Le choix de l'apaisement
À l’issue de leur tête à tête, le président américain a affirmé qu'une nouvelle Guerre froide «n'était pas nécessaire». Après avoir promis de soutenir Taïwan en cas d’intervention militaire chinoise sur l’île, le président américain avait réaffirmé que la position américaine n’avait pas évolué sur la question. Les manœuvres militaires chinoises dans le golfe de Taïwan en réaction à la visite de Nancy Pelosi, présidente de la Chambre des représentants des États-Unis, sur l’île, avaient créé l’inquiétude. Celle-ci serait dissipée. «Je ne pense pas qu'il y a une tentative imminente de la part de la Chine d'envahir Taïwan» déclarait le dirigeant américain lundi.
Contrairement à son homologue américain, le dirigeant chinois n’a pas tenu de conférence de presse mais le communiqué de compte-rendu chinois adoptait un ton des plus positifs. Pékin n’a pas l'intention de «changer l'ordre international existant» y écrit le ministère chinois des Affaires étrangères. Le monde serait suffisamment grand pour que les deux pays puissent prospérer et se concurrencer. «Dans les circonstances actuelles, la Chine et les États-Unis partagent plus, et non moins, d'intérêts communs» affirme aussi la diplomatie chinoise.

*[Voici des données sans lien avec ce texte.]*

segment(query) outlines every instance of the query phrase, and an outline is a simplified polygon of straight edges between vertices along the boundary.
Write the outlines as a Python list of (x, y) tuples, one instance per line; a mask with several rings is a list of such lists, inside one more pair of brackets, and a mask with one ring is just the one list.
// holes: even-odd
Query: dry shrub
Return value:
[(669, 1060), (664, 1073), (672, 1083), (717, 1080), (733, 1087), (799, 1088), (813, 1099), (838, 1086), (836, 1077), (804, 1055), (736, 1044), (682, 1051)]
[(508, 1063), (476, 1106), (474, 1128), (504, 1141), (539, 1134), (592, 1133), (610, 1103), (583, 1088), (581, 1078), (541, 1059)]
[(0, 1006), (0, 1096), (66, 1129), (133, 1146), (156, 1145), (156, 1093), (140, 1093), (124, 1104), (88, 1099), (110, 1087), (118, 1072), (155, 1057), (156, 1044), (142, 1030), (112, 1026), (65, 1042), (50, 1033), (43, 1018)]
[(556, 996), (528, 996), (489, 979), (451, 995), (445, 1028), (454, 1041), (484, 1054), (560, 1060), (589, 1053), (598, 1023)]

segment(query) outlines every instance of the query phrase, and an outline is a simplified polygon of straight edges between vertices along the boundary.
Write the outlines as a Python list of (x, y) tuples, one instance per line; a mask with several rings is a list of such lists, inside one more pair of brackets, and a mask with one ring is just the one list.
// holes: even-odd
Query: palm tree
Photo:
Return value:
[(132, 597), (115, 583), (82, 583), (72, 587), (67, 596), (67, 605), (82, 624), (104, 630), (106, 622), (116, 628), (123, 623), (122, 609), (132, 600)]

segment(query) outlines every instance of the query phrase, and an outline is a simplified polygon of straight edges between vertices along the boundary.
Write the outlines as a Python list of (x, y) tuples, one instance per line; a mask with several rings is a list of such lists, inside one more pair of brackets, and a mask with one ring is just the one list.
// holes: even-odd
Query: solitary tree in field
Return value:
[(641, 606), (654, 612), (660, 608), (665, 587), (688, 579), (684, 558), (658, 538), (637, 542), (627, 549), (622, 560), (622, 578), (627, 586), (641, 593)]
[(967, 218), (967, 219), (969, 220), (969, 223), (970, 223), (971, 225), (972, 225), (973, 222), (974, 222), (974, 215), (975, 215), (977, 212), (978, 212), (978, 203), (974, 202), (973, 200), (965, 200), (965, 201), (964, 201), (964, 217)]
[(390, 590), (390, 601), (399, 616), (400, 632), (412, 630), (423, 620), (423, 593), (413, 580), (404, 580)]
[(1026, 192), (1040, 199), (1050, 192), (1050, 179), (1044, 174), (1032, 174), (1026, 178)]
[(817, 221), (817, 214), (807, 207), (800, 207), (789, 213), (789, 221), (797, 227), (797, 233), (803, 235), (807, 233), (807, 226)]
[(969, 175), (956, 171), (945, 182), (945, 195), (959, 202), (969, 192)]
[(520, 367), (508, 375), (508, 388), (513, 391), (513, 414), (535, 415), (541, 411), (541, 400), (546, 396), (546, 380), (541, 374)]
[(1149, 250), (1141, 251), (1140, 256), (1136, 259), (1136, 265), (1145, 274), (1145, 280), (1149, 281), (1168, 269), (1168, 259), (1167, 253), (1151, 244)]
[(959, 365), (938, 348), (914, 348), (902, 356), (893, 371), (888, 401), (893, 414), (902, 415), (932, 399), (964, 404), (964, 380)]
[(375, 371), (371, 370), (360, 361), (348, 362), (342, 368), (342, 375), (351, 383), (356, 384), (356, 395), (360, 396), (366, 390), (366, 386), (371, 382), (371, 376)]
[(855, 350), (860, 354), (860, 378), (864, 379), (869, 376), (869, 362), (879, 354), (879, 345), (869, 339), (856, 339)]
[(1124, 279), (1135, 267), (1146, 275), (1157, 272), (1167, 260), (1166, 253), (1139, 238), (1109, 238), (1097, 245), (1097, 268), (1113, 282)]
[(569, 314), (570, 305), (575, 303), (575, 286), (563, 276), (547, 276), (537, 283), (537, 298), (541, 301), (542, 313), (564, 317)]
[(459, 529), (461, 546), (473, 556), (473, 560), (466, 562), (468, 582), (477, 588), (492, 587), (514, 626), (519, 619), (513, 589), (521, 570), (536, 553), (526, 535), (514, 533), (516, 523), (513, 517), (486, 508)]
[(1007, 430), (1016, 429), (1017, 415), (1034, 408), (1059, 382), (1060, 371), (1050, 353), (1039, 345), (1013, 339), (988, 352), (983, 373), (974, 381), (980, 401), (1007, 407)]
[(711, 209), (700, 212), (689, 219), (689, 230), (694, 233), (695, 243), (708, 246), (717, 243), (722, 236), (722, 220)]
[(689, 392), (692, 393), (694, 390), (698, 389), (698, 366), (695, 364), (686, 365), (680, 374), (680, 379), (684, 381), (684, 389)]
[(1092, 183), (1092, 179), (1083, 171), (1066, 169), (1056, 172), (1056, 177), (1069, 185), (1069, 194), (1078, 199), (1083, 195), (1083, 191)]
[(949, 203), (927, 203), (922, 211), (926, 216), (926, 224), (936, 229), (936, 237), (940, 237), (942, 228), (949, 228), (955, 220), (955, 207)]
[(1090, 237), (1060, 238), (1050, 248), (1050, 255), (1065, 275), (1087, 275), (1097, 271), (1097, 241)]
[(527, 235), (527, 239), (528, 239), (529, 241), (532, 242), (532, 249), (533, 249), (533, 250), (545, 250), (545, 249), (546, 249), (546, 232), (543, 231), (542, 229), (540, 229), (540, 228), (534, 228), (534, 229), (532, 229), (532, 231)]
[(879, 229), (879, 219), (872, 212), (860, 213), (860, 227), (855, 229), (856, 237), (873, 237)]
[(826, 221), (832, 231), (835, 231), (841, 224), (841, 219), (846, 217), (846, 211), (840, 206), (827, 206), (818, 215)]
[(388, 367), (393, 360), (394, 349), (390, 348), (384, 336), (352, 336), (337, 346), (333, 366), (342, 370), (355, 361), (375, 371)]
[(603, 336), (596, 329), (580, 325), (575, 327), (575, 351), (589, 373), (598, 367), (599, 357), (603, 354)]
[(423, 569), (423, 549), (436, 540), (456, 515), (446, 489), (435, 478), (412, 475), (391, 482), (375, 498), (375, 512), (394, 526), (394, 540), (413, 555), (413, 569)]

Il semble que la guerre en Ukraine ait poussé les deux politiques à se montrer conciliants pour jouer la carte de l’apaisement.
La stabilité mondiale, une nécessité
«L’atmosphère générale des relations internationales aujourd’hui est inflammable sur un plan nucléaire», une question qui a dominé leur entretien bien qu’elle ne fut pas la seule abordée, estime Annick Cizel. «On sait que les États-Unis souhaitaient que la Chine rejoignent le dialogue qui existait avant la guerre d’Ukraine entre les États-Unis et la Russie sur la non-prolifération nucléaire» avec l’espoir, poursuit-elle, d’impliquer la Chine dans un second temps dans le dossier du nucléaire iranien. Mais aujourd’hui, après le 24 février et l’invasion de l’Ukraine, «c’est tout le cadrage de la non-prolifération nucléaire de la Guerre froide qui n’existe absolument plus. Et on a vu la Corée du nord –on sait le rôle de la Chine vis-à-vis de la Corée du nord- multiplier ses tirs de missiles et ses exercices balistiques. À partir de là, estime la chercheuse à la Sorbonne nouvelle, le message envoyé par Xi Jinping à la suite de Joe Biden c’est que ces deux grands ont la responsabilité de se comporter comme des chefs d’État de deux puissances raisonnables qui ont sur leurs épaules le sort de l’humanité».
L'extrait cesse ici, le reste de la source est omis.